De acuerdo con el Departamento de Estado, la decisión responde a evaluaciones que indican que ciudadanos de ciertos países reciben prestaciones sociales del gobierno estadounidense a niveles considerados inaceptables. La dependencia señaló que la suspensión permanecerá vigente hasta que se garantice que los nuevos inmigrantes no representen una carga económica para el pueblo estadounidense.

Lista incluye países aliados y naciones en conflicto
La vocera de la Casa Blanca, Karoline Leavitt, informó que entre los países afectados se encuentran Rusia, Irán y Somalia, además de Brasil, Egipto y Tailandia, considerados aliados de Washington. También figuran Haití y Eritrea, lo que amplía el impacto de la medida en regiones de América Latina, África y Medio Oriente.

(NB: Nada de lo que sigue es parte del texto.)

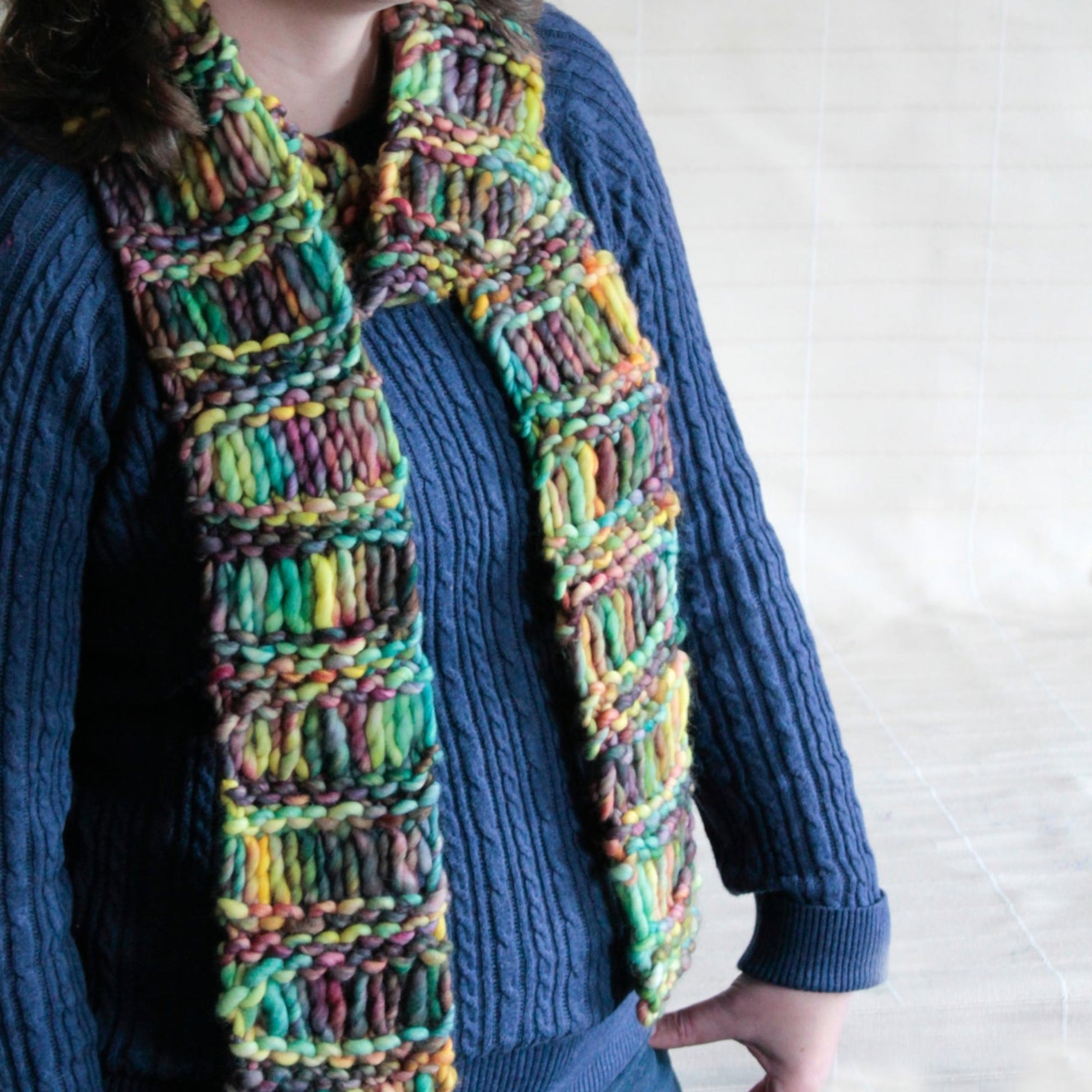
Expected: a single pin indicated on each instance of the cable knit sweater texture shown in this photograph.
(107, 786)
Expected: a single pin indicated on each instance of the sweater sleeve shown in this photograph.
(772, 781)
(61, 356)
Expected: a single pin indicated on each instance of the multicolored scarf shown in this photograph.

La decisión reaviva las críticas contra Donald Trump, quien ha expresado abiertamente su intención de reducir la inmigración de personas que no sean de origen europeo. El mandatario ha emitido comentarios ofensivos contra comunidades migrantes, particularmente somalíes, mientras ha manifestado preferencia por inmigrantes provenientes de países escandinavos.
El Departamento de Estado reveló que desde el regreso de Trump a la presidencia se han revocado más de 100 mil visas, una cifra sin precedentes en un solo año. Esta política forma parte de una estrategia más amplia de endurecimiento migratorio y control consular.

Deportaciones y salidas voluntarias aumentan
Por su parte, el Departamento de Seguridad Nacional reportó que la actual administración ha deportado a más de 605 mil personas, mientras que 2.5 millones han salido del país de manera voluntaria. Las cifras reflejan el impacto de las políticas migratorias restrictivas impulsadas desde la Casa Blanca.
La medida no afecta las visas de turista ni de negocios, aunque el gobierno estadounidense anunció que se reforzará la revisión del historial en redes sociales de todos los solicitantes, como parte de los nuevos filtros de seguridad migratoria.